Die Mannschaft schafft es zwar in der Nacht vor dem Rennen erfolgreich den Pavillon festzuhalten. Der Ermüdungszustand ist aber schon am Samstagmorgen desolat. Als dann noch mehrfach der Rennstart verschoben wird, gibt es für die RSG Hövelhof nur noch eine sinnvolle Entscheidung: Abbruch des Abenteuers! Sachen packen, eine Testrunde auf der Nordschleife außerhalb der Wertung und dann Abfahrt in die Heimat.
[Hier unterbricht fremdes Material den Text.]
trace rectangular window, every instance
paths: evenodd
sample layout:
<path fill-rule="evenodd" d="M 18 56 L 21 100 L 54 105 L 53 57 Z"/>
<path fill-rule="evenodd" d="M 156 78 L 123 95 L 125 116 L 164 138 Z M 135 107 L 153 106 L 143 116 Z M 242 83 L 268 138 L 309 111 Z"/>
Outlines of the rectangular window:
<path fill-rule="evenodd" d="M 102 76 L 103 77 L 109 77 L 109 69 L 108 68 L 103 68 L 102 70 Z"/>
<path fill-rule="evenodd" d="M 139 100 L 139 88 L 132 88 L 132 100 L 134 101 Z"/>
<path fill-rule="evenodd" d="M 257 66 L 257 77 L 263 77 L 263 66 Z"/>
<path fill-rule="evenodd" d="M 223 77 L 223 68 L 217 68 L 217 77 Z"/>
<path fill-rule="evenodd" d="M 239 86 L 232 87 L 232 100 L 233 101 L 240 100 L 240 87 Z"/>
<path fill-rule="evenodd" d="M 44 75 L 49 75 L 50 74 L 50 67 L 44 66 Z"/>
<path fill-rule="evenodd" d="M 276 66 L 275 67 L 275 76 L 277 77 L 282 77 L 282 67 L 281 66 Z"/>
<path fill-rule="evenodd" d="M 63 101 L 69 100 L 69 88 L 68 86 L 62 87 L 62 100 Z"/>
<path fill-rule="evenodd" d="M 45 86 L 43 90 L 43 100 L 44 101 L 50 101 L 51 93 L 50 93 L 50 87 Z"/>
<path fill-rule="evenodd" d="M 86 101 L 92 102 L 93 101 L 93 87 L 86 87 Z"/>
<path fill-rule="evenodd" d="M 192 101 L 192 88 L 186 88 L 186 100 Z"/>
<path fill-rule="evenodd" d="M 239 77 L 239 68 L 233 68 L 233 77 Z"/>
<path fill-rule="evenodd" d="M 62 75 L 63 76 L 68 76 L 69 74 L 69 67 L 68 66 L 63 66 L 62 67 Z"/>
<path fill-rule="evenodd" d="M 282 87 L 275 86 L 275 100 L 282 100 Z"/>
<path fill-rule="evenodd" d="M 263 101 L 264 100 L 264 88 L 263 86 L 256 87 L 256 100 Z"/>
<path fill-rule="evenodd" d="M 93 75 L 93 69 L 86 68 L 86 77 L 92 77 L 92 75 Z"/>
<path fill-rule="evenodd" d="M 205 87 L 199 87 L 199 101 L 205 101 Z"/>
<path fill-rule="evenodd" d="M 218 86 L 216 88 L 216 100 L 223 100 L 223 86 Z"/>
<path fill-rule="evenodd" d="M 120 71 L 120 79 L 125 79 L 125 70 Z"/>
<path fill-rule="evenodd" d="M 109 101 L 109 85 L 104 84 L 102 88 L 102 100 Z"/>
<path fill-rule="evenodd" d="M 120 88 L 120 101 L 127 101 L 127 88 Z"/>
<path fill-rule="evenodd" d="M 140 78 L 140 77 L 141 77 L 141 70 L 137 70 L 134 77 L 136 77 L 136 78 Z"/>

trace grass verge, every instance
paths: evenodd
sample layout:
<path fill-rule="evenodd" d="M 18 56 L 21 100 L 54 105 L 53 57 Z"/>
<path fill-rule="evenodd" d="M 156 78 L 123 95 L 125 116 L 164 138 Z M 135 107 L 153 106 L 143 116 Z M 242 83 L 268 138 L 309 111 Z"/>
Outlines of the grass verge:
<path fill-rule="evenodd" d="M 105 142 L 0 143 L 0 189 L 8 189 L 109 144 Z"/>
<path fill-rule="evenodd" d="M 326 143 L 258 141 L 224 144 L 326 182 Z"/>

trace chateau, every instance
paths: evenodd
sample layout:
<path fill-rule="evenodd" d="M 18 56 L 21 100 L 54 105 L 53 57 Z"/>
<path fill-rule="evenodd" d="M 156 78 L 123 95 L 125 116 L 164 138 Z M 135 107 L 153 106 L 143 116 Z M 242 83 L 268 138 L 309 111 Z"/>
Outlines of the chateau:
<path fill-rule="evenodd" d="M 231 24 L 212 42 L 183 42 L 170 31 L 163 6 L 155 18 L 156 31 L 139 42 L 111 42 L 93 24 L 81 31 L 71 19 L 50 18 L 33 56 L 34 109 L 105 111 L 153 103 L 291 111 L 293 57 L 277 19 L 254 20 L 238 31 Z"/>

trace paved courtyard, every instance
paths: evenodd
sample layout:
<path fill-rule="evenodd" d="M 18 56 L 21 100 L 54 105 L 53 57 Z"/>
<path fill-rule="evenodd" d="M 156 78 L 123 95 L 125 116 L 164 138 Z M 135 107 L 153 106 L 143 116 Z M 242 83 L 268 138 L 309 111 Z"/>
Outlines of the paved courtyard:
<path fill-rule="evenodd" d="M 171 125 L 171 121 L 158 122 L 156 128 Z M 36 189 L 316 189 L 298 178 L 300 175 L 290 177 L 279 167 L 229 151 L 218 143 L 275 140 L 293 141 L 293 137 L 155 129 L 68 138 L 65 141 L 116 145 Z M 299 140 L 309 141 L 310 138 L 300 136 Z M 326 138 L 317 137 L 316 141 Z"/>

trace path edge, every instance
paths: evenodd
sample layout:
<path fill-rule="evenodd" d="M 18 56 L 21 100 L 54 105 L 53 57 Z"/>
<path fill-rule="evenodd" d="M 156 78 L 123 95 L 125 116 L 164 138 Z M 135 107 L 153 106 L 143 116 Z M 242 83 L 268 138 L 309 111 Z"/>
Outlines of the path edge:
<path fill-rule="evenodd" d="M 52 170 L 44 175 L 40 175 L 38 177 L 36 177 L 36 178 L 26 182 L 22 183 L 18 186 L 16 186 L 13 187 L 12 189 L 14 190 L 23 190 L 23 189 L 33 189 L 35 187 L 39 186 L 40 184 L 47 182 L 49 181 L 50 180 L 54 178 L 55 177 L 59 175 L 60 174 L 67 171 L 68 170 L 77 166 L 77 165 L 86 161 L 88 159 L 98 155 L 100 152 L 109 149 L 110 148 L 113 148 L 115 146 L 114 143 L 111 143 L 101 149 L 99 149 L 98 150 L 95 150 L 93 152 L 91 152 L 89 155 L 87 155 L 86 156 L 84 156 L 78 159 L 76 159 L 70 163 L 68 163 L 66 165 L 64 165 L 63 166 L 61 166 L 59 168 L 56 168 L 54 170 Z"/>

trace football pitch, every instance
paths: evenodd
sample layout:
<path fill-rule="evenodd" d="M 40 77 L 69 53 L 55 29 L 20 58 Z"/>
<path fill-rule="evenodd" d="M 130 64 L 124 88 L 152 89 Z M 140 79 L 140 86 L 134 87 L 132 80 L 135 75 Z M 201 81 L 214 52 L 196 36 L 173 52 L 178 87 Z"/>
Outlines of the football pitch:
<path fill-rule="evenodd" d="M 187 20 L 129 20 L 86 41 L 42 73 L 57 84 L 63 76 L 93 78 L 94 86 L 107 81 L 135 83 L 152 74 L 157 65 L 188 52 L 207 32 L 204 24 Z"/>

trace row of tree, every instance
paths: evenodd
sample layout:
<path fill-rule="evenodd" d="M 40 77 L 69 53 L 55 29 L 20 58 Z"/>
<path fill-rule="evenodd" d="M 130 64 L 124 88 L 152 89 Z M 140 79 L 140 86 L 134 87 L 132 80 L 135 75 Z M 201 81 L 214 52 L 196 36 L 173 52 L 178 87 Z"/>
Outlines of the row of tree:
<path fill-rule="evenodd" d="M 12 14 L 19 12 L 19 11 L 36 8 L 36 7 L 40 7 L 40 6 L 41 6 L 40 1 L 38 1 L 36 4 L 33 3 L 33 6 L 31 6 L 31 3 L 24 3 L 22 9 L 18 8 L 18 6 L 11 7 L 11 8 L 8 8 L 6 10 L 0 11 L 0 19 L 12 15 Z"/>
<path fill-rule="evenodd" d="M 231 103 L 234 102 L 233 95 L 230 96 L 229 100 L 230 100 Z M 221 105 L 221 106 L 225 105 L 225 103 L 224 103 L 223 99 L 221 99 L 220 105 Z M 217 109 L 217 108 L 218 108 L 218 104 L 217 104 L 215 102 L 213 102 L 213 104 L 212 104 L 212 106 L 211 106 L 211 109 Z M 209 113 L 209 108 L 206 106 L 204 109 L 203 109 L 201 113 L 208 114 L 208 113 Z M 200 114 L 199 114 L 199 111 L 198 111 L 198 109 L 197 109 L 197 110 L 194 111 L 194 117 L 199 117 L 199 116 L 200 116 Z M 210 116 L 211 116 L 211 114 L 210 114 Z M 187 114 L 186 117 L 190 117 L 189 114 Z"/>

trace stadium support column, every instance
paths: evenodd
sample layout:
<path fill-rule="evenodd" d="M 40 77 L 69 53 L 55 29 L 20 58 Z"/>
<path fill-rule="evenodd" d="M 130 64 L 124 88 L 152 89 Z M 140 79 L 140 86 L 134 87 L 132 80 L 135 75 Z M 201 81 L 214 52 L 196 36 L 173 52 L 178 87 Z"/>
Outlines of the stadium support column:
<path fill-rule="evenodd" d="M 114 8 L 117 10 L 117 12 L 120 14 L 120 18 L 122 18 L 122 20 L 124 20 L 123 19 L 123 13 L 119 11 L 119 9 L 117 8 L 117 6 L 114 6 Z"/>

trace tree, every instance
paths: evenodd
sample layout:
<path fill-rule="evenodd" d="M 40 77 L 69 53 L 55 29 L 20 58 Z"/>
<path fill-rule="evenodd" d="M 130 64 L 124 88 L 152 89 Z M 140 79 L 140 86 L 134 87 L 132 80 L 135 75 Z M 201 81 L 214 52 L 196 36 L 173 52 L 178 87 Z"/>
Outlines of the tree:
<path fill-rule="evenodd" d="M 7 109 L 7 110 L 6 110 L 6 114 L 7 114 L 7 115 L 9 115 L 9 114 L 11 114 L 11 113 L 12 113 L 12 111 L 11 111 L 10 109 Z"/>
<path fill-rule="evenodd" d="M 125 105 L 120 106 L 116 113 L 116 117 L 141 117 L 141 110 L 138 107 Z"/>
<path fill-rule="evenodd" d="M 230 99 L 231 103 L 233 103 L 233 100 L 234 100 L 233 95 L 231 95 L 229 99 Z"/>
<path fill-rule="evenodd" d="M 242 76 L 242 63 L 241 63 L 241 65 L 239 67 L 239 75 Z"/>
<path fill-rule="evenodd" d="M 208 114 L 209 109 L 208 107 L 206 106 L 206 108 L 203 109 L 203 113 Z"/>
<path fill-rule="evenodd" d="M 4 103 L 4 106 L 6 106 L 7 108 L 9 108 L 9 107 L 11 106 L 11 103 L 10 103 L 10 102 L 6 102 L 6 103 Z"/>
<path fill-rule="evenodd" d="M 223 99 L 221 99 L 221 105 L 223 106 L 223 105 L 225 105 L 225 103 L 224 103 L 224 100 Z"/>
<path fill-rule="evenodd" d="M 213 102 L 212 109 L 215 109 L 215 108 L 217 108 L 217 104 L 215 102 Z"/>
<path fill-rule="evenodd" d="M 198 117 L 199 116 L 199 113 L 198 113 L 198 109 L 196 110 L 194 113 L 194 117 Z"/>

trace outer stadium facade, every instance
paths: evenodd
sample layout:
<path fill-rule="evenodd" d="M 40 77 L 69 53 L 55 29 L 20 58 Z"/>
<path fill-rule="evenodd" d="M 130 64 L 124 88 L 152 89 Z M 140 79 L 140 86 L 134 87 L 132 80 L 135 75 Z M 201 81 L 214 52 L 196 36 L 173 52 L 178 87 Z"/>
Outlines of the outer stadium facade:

Die Stimmung auf der Rückfahrt ist gedrückt, jeder versucht die Entscheidung noch einmal (wohl vor allem für sich selbst) zu begründen, aber eins steht schon jetzt fest: Aufgeschoben ist nicht aufgehoben. Das Kapitel „24 Stunden Rennen“ wird zu gegebener Zeit erneut aufgeklappt!
Zurück im hier und heute. Juli 2019. Der 2. Anlauf. Der Ort des Geschehens ist ein anderer. Kelheim im schönen Bayern. Eines der traditionsreichsten 24 Stunden Rennen Deutschlands. Die Protagonisten sind fast gleich. Benny hat als junger Familienvater andere Verpflichtungen und schickt Martin als „Vertretung“ ins Rennen. Günter, Dietmar und David sind wieder am Start. Und als besondere Verstärkung bereichert Sarah als einzige Dame das Team. Da das Reglement 2 Damen in einer Mannschaft vorschreibt, um als Mixed-Team in die Wertung zu gehen, gilt das Team als Herren-Team. Unvorsichtige witzeln über das „Herren-Team mit Köchin“ - ihnen soll noch eine angemessene Lektion erteilt werden. Aber dazu später mehr...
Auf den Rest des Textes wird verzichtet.